Until now. Not only do I feel like I’ve done enough, I’ve done more than I expected. This isn’t to say that I’ve accomplished everything on my to-do list — I’m still revising the overdue article on Infinite Summer, and I’ve got a review article that I really ought to have gotten out by now — but I’ve done a lot of things that weren’t on my to-do list, and I’ve taken on some amazing new projects, and I generally feel like I’ve made real progress in a lot of areas. And for this year, that’s enough.
“Enough” is a concept that I need to do some more work on, though, in a bunch of different aspects of my life. It’s a measure that too often has more to do with some invidious comparison with other people than it does with an internally focused sense of who I am and what I want to do. Working in the academy, in particular, has played heavily on a couple of insecurities of mine, and has for years left me feeling as though I were always trailing behind, trying to catch up with the people I considered my peers. It’s as though I’ve spent years in a race — not with myself, but with those around me — and my need to do more, faster, better, has been focused less on my own desires than on what those around me are doing, and what they might think of me. It’s hard, when you turn everything into a competition, to figure out what’s really enough.
And this applies in a bunch of areas of my life, I think. Fitness, for instance: as the archives here will attest, I used to run a fair bit, and there still aren’t any other modes of exercise that combine running’s payoffs with its economy. But the older I’ve gotten, the less fun running has become. Things hurt afterward in ways that make me start dreading going to the gym — and when I dread something like that, I just won’t do it. Even so, I’ve tried all year to really get back to running, and every time I’ve gone to the gym and done something other than run — or worse, every time I’ve skipped going to the gym for two weeks because I couldn’t bear the thought of running — I’ve gotten upset with myself. For not doing enough.

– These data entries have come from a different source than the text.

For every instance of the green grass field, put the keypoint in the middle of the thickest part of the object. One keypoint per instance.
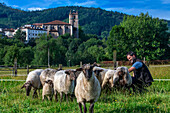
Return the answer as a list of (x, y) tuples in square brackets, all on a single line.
[(155, 100)]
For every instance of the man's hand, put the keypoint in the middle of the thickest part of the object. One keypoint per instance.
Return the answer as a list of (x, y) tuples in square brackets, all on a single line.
[(131, 69)]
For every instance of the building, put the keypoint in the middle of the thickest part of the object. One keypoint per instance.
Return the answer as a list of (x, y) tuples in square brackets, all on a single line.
[(54, 28), (32, 33), (57, 28)]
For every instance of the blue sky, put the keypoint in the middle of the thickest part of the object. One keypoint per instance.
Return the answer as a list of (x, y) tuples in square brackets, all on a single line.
[(155, 8)]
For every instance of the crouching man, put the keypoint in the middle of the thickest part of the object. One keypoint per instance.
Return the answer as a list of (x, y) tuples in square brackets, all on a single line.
[(141, 77)]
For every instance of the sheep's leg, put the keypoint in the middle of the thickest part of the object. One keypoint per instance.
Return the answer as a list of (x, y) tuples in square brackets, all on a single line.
[(71, 96), (35, 93), (84, 105), (61, 96), (91, 107), (39, 92), (48, 97), (56, 96), (67, 98), (43, 97), (80, 106)]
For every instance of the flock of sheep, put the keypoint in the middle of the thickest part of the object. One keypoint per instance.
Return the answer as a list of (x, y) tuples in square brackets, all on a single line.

But here too there’s an invidious comparison at work — and this I think is one of the dangers that the so-called “gamification” of everything poses for the ways that we live our lives. I’m surrounded by runners online, many of them younger (some of them a lot younger) and all of them faster and stronger. And I realized the other day that a huge part of what had me pushing myself to run all year was some desire to keep up with those folks, some ingrained sense of competitiveness that was driving me to do more, not so much in order to feel better about myself but in order to feel better about the comparison between myself and others.
The result, of course, is always the same: running hurts. I quit. I feel guilty and inadequate.

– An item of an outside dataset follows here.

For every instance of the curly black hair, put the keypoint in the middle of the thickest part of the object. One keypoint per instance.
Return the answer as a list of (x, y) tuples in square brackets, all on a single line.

For the last few weeks, I’ve been walking on the treadmill at the gym. I walk hard, and fast, and I feel good afterward. It never hurts. But I’m having to work hard on letting that be enough, on pulling myself out of the competition I’ve built.
And I’m now wondering how this sense of enough, of focusing on what I genuinely want to accomplish rather than on how people will see those accomplishments, might affect other parts of my life. How might freeing myself from the need to compete with others change the ways I approach my work? How can I begin figuring out what’s enough for me?